Magnetic Resonance Imaging (MRI) of the Head
How It Is Done continued...
You will need to remove all metal objects (such as hearing
aids, dentures, jewelry, watches, and hairpins) from your body because these
objects may be attracted to the powerful magnet used for the test. If you have
had an accident or you work around metal, there is a chance that you have metal
pieces in your head, eyes, skin, or spine. An X-ray may be taken before the MRI
to see if you can have the test.
You may need to take off some of
your clothes. You will be given a gown to wear during the test. If you keep
your clothes on, empty your pockets of any coins and cards (such as credit
cards or ATM cards) with scanner strips on them because the MRI magnet may
erase the information on the cards.
During the test
During the test you will lie
on your back on a table that is part of the MRI scanner.

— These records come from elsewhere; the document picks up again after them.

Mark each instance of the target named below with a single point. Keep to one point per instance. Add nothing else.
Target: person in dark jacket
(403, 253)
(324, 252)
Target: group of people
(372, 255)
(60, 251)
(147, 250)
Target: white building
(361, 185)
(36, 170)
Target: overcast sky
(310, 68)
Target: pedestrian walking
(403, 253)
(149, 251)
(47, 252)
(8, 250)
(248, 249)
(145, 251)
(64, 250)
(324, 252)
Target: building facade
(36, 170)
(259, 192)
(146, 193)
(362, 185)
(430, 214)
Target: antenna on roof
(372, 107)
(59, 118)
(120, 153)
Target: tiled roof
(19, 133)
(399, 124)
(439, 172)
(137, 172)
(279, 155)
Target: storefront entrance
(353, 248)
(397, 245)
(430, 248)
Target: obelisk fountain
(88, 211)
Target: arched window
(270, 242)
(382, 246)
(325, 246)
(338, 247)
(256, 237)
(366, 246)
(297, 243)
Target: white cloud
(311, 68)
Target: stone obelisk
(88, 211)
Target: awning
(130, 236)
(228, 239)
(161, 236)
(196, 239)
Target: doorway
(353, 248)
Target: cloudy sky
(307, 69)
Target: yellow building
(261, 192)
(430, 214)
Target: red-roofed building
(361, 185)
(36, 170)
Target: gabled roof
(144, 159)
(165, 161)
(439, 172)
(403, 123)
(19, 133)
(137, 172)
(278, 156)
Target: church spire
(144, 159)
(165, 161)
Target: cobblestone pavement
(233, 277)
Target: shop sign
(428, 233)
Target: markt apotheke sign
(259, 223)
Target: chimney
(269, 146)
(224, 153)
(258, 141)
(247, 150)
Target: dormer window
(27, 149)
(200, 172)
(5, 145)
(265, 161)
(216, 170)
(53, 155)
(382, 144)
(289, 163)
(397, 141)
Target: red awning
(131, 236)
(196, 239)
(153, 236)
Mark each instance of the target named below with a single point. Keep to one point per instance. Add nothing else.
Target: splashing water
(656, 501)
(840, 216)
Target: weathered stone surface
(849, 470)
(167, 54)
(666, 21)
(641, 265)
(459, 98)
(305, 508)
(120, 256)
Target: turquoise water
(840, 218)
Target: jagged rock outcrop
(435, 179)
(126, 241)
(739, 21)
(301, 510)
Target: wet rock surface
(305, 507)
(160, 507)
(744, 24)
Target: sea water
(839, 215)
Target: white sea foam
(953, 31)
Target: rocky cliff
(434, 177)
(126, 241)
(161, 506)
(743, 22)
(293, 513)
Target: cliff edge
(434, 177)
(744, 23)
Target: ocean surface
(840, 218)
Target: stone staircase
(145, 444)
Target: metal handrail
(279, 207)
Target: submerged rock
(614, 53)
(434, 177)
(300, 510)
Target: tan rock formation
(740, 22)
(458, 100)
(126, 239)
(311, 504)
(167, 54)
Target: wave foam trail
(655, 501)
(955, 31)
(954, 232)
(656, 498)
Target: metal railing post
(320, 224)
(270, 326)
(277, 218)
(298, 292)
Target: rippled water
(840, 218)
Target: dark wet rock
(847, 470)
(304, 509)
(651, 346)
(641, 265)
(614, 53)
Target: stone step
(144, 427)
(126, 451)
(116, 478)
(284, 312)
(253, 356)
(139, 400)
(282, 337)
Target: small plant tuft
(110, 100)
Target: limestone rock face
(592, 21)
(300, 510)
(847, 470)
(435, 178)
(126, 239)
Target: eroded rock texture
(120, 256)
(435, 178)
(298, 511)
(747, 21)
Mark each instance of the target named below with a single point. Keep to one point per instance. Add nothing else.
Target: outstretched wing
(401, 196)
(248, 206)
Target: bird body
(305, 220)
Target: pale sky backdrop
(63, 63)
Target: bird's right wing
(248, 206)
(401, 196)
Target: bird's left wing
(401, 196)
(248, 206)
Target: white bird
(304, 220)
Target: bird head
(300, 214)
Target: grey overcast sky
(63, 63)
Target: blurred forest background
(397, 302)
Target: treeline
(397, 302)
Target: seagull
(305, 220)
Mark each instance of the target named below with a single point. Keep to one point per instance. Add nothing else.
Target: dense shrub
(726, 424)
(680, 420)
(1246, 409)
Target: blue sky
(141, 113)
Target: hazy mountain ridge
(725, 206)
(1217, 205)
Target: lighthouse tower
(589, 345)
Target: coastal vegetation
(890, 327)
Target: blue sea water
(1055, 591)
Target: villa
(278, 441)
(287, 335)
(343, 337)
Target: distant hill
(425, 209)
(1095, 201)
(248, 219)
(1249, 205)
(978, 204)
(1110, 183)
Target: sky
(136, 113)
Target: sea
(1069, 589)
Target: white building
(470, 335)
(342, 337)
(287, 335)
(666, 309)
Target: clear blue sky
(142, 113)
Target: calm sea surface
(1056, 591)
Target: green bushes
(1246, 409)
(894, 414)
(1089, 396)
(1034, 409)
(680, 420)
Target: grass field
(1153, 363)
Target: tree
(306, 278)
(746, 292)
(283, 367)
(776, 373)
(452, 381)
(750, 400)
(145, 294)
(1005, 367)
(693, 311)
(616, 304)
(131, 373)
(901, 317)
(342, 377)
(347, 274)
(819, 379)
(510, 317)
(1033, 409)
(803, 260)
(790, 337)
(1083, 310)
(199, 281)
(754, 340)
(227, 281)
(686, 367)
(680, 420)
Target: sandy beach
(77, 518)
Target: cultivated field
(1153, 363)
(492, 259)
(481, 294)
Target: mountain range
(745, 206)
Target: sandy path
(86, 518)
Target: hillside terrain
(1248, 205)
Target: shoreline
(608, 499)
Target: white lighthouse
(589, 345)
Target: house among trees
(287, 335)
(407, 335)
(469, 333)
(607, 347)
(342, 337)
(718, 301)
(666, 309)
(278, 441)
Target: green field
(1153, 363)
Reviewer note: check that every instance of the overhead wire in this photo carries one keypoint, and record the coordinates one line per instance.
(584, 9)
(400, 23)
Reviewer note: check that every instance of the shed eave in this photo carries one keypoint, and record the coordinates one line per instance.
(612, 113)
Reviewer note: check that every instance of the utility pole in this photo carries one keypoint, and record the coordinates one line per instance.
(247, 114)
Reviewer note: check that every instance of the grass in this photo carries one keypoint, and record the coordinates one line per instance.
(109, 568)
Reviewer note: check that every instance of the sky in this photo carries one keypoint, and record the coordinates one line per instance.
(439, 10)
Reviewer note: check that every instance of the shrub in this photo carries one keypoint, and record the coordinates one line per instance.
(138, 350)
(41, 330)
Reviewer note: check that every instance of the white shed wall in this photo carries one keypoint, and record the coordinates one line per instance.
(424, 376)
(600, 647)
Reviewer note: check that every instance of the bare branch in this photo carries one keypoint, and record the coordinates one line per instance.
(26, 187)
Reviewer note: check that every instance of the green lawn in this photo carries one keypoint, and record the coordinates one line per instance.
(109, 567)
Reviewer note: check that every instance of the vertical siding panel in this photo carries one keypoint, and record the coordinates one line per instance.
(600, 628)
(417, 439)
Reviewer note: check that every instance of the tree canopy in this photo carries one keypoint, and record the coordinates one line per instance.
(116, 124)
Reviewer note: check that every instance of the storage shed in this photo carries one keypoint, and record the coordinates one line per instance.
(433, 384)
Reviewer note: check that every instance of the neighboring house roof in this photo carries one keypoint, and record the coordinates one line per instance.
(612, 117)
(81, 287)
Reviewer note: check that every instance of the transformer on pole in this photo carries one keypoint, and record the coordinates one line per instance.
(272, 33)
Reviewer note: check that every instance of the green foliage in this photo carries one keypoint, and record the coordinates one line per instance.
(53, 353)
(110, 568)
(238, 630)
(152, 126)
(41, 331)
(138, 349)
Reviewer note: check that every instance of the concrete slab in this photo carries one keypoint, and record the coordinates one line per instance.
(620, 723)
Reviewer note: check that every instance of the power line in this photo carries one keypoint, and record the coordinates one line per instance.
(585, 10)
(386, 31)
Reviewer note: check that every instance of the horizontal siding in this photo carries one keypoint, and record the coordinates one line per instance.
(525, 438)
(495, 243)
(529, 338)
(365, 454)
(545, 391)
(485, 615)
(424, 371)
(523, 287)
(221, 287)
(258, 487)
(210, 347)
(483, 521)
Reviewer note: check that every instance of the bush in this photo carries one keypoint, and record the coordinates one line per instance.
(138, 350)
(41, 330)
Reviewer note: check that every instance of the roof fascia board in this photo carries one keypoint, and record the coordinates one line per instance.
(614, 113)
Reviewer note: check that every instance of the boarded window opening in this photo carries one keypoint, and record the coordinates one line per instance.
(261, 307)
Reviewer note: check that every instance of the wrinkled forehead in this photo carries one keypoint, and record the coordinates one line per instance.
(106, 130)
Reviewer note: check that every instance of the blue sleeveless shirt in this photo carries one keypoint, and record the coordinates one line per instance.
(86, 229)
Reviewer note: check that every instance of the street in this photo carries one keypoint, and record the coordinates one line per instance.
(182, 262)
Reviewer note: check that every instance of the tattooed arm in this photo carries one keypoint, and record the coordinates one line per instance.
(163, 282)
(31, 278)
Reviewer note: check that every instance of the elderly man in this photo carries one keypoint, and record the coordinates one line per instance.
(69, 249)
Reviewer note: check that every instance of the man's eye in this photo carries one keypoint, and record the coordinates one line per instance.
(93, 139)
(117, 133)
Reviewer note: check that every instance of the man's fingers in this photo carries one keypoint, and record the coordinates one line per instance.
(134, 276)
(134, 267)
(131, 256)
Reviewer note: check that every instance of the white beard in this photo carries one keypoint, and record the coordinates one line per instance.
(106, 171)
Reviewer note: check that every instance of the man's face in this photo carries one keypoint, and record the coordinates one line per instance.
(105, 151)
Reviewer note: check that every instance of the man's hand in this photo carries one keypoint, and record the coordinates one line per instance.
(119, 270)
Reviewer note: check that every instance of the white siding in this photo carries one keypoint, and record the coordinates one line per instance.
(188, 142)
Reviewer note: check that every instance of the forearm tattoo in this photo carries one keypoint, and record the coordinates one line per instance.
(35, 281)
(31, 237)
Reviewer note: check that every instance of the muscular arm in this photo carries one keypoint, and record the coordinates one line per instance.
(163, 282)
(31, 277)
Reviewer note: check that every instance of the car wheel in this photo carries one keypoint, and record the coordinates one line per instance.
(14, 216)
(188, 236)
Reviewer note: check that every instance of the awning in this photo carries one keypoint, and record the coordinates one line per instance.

Your head, chest, and
arms may be held with straps to help you lie still. The table will slide into
the space with the magnet. A device called a coil may be placed over or wrapped
around your head.
Some people feel nervous (claustrophobic) inside the MRI magnet. If
this keeps you from lying still, you can be given a medicine
(sedative) to help you relax.
Inside the scanner you will hear a fan and
feel air moving. You may also hear tapping or snapping noises as the MRI
pictures are taken. This is normal. You may be given earplugs or headphones
with music to reduce the noise. It is very important to hold completely still
while the scan is being done. You may be asked to hold your breath for short
periods of time.
During the test, you may be alone in the scanner
room. The technologist will watch you through a window. You will be able to
talk through a speaker.
contrast material is needed, the technologist will put
it in an
intravenous (IV) line in a vein in your arm or hand.
The material may be given over 1 to 2 minutes. Then more MRI scans are
An MRI test usually takes 30 to 60 minutes but can take as
long as 2 hours.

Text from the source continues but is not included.